By Michael Rainsborough
The Rise of the Dark Lord
Had the Free Speech Union had been around back then, I would, no doubt, have stormed in with lawyers, righteous indignation and the soundtrack of Rambo (First Blood, not the later lesser movies). When I spoke with the Dean again the following week, I reiterated my disagreement with his facile accusations but given that the management's minds were made up I laid out my terms. I stepped down a year early and completed my conversion from happy-go-lucky Head into the College's very own Dark Lord. The files called me 'threatening and mercenary'. I was to be forever banished into the academic wilderness, exiled to the land of unread footnotes.
I can laugh about it now, but at the time, it was anything but funny. My respect for an institution I once proudly called my intellectual home evaporated faster than a puddle in the Sahara. Equally swift was the demise of my regard for certain colleagues, who turned out to be little more than budget-rate informants, alongside cowardly, career-climbing managers who seemed determined to set new records in mediocrity.
I felt alone and isolated. But not in a melodramatic, violin-solo kind of way. Rather in the cold, clinical sense of realising that former colleagues now treated me as if I were walking around in possession of half a pound of unstable weapons grade plutonium, the sort of person whose mere existence within a 50-foot radius could incinerate someone's career.
Former colleagues, the ones with whom I might once have shared a joke or even counted as friends, transformed overnight into nervous wrecks who could barely look me in the eye. Some ghosted me entirely, which, in fairness, probably spared me from the soul-sucking task of engaging with their gutless equivocations. The most bitter irony was that even those I had dragged back from the professional abyss—resurrecting their careers with my metaphorical defibrillator—were suddenly nowhere to be found. Apparently, all the good one has ever done vaporises in the heat of controversy, as if in some Orwellian fog of erasure.
Cancelled Before it Became Fashionable to be Cancelled
No good deed, as they say, goes unpunished. I was treated with the same disdain reserved for those who dared dissent in communist Czechoslovakia, as Václav Havel might have observed. It wasn't that people openly hated me—no, that would have been too honest. Instead, I became dangerous by association, a social outcast. The post-totalitarian tactics of social exclusion were wielded with chilling efficiency, enforcing conformity through a weapon more potent than outright hostility: stony silence.

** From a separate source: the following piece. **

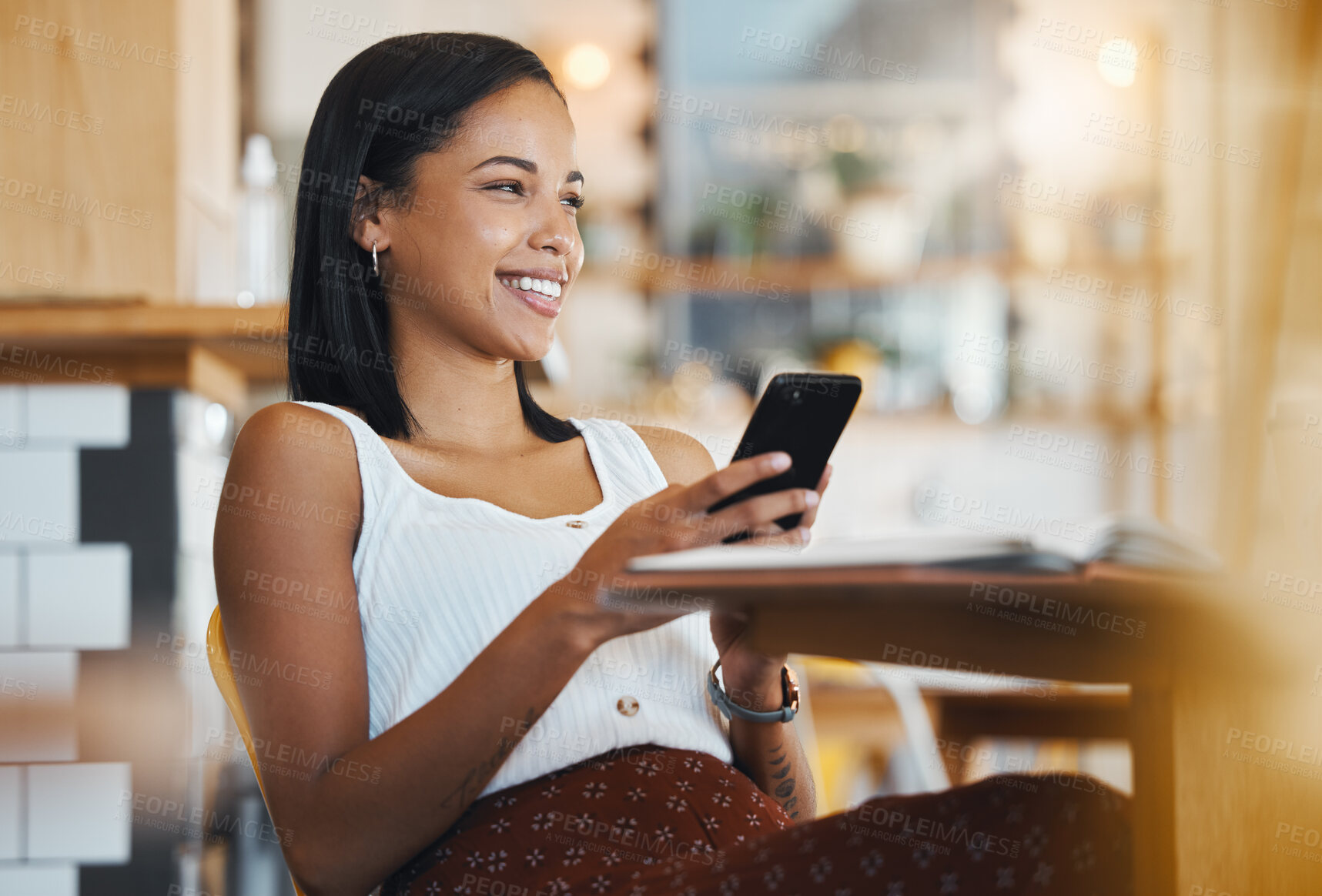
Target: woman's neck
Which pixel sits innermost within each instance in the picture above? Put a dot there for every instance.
(463, 403)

Not that I cared what people thought of me. As long as I put in an honest day's work, I was fine being in a club of one—though I'll admit, it's a highly exclusive sort of membership. Still, the whole experience was exhausting, and the lingering sense of injustice stung like a sunburn you keep forgetting about until you wince against a seatback. I hazily recall evenings slumped on the sofa with one too many glasses of Tesco's finest bottom shelf Liebfraumilch (roughly £3.20 a bottle). A fine vintage. One chosen less for taste and more for its numbing qualities.
Despite everything, I wasn't shy in speaking or writing publicly about what happened. Between 2019 and 2020, several journalists took an interest in my story, particularly its broader implications for the emerging phenomenon of cancel culture. But as these things often go, nothing much came of it. Time marched on, as it always does, and I found myself relishing my time away from the College—especially during the COVID pandemic, which somehow managed to make the university experience even grimmer for both staff and students. I was glad to miss it.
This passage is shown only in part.